In a report produced in collaboration with Don Klepper-Smith, chief economist of New Haven-based DataCore Partners LLC, the workforce board declared this week that the region's five-year jobs slide, which continued long after the Great Recession of 2008-2009 was over, finally has reached an end, barring unforeseen major downsizings among large local employers.
The region, hit over the past few years by significant layoffs in key sectors of the economy such as gaming and pharmaceuticals, should slowly begin to return to job-growth normalcy, the report said, with an expected gain of 500 positions next year.
"May 2013 finally marked the trough for job erosion in the Norwich-New London labor market area," Klepper-Smith said in the report. "Clearly, the indicators are pointing to Norwich-New London finally being at or close to a firm bottom and ready to move upward again."
It's a trough that saw the Norwich-New London area lose more than 12,000 jobs as the region's unemployment rate more than doubled. Between April 2007, when the region's casinos were riding high, and January 2011, when Pfizer Inc. was in the midst of a severe downsizing, the jobless rate rose from 3.9 percent to 9.8 percent in the Norwich-New London labor market that includes Westerly.
In August, the latest month for which figures were available because of delays related to October's government shutdown, the unemployment rate in the region was a more manageable 8.1 percent, according to U.S. Labor Department statistics.
"I think what we're seeing is the accumulation of numerous under-the-radar types of activity in the labor market," Beauregard said in the report. "As long as this positive activity is not unraveled by large-block layoffs such as those the region experienced over the last two and a half years, I think we'll start to see sustained job increases once again."
Beauregard referred to major layoffs and job attrition at Pfizer, Mohegan Sun and Foxwoods Resort Casino over the past few years, as well as some roller coaster numbers at Electric Boat. The casinos have shed about 5,000 jobs in the past few years, while Pfizer has eliminated more than 2,500 positions, which doesn't include hundreds of contractors who have lost regular paychecks in the region as the pharmaceutical giant outsourced more of its work.
"There's no doubt that the larger layoff amount that New London County experienced provided a lingering effect on regional job figures," Beauregard said. "The primary problem is the fact that there's little to counterbalance the large layoffs with, since remaining employers tend to make do with their existing workforce during uncertain times."
Despite projections from DataCore Partners showing the region's jobs numbers edging up over the past five months, economists are still expecting an overall loss of 1,500 jobs in the region during 2013. The losses, frontloaded in January through May, have given the Norwich-New London area the dubious distinction of being the worst-performing labor market in the state so far this year.
A year ago, the region also was listed as among the bottom 10 in the nation in terms of job recoveries after the recession.
By contrast, the Willimantic-Danielson labor market, which the local workforce board also tracks, has seen job gains of 1.1 percent so far this year — slightly better than the state's overall performance. But Beauregard pointed out that the northeastern part of the state had a longer way to go, having lost 11 percent of its workforce compared with 9 percent for New London County.

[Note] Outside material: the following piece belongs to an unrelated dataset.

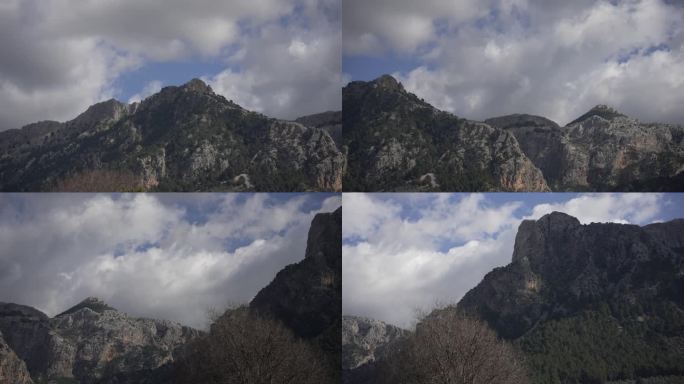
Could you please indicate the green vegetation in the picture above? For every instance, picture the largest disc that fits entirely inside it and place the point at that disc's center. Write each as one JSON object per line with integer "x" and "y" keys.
{"x": 609, "y": 343}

Among the region's strengths so far this year, according to the report, has been a 19 percent rise in new-housing units in New London, Norwich, Groton, Ledyard, Windham and Stonington. New London County single-family home sales are also showing strength, up 2 percent on the year, while prices have been relatively flat, according to the report.

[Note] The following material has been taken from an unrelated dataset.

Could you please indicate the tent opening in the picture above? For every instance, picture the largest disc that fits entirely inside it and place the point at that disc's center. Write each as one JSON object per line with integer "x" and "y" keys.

The report added that most of the major impacts from layoffs at Pfizer have been accounted for, and that proactive workforce-development and economic development efforts have helped ensure that "a turning point in the local economy is at hand."
Gene Harper, human resources manager at EB and board chairman of the Eastern Connecticut Workforce Investment Board, said the jobs agency and its partners helped thousands of local workers update their skills and change career paths since the economic upheaval of the Great Recession.
"A more competitive workforce will help accelerate any anticipated job growth in 2014 and beyond," Harper said in the report.